Based on available data, N. Ramanujam, Head of the Department of Geology of V.O. Chidambaram College, Tuticorin, has attempted to reconstruct the geological evolution of the region and its significant features. According to him, block faulting, subsidence and formation of elongated depressions with ridge separation are the characteristic imprints of the early geological history that are recorded in the Palk Bay and the Gulf of Mannar.
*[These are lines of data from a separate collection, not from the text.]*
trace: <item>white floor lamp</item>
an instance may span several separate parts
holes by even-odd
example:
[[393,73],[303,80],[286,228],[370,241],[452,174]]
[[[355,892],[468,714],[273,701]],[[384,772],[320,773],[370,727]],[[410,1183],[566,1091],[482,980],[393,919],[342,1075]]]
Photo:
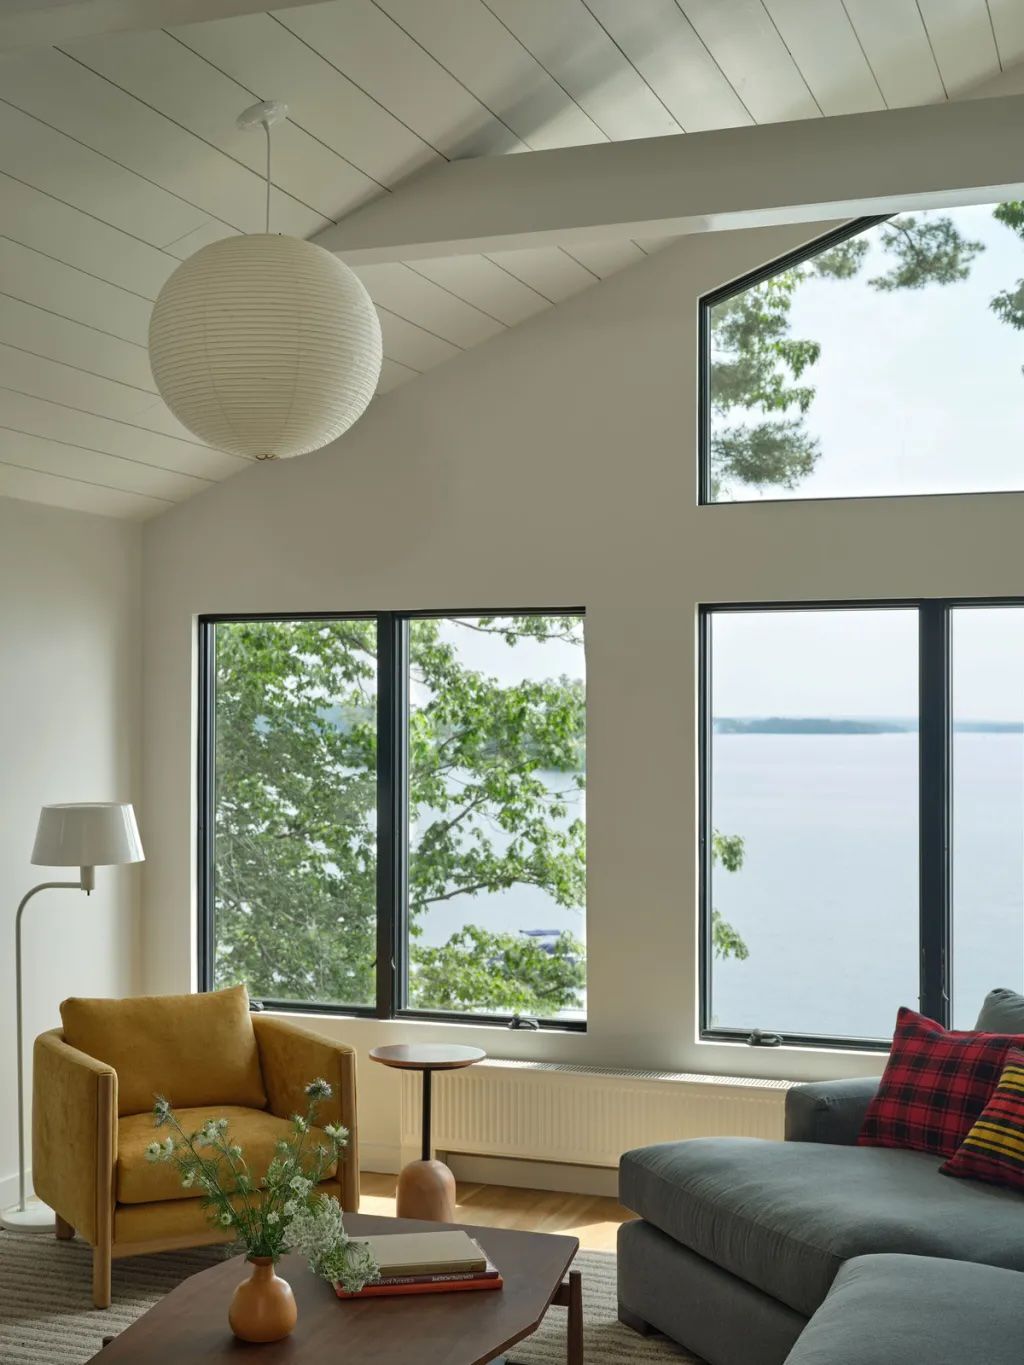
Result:
[[0,1226],[12,1232],[45,1232],[54,1226],[53,1210],[38,1199],[25,1197],[25,1055],[21,1008],[21,917],[38,891],[70,888],[86,895],[96,885],[96,868],[116,863],[141,863],[142,840],[130,805],[92,801],[44,806],[39,812],[32,862],[42,867],[78,867],[77,882],[40,882],[22,899],[15,919],[15,996],[18,1011],[18,1202],[0,1214]]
This, he points out, are characteristic of Precambrian basement rock before the Indian plate separated from East and West Gondwanaland about 150 million to 70 million years ago. The northward migration of the Indian plate and its collision with the Eurasian plate and the transfer of stress in the northern converging zone towards the weaker triangular crustal end and the lateral forces enhanced the plume activity (mantle upwelling) at the southern peninsular side. The Cauvery basin, he argues, has thus been formed by the down-warping of the crust and the block faulting of the basement over millennia, resulting in the formation of several elongated depressions separated by ridges.

These ridges became centres of coral reef growth, resulting in atoll-like formations, which in turn acted as sand trappers attracting peculiar sandy deposits called salient formation in the region. What was originally a paleosea between Mandapam and Rameswaram thus became a sandy deposit (the salient) extending about 40 km in the east-west direction. This altered the shoreline in the Mandapam-Rameswaram region and acted as an offshore obstruction wall for the littoral currents which transported sediments from the northeast and southwest directions and directed them towards the east and southeast (see diagram). The diversion of ocean currents contributed to the accretion of deposits from both the Dhanushkodi spit and the Talaimannar spit resulting in the formation of sandy barrier islands, which forms Adams Bridge or Ram Sethu.

All the independent studies discussed above seem to suggest a consistent picture of the natural processes that led to the formation of Adams Bridge or Ram Sethu. It is this combined scientific evidence that the ASI submitted to the apex court, stating that Adams Bridge formation can be classified as a series of shoals or a series of barrier islands, both of which are naturally occurring formations caused by tidal action and sedimentation.

It further stated: In the light of the scientific study conducted, the said formation cannot, therefore, be said to be a man-made structure. The same is merely a sand and coral formation, which cannot be said to be of historical, archaeological or artistic interest or importance[and] the question of construing Adams Bridge as an ancient monument [as demanded by the petitioners] and declaring it as a protected monument [under the Ancient Monuments Archaeological Sites and Remains Act, 1958] does not arise.

By withdrawing this submission, the government has clearly yielded to the communal forces at work and thrown science by the wayside.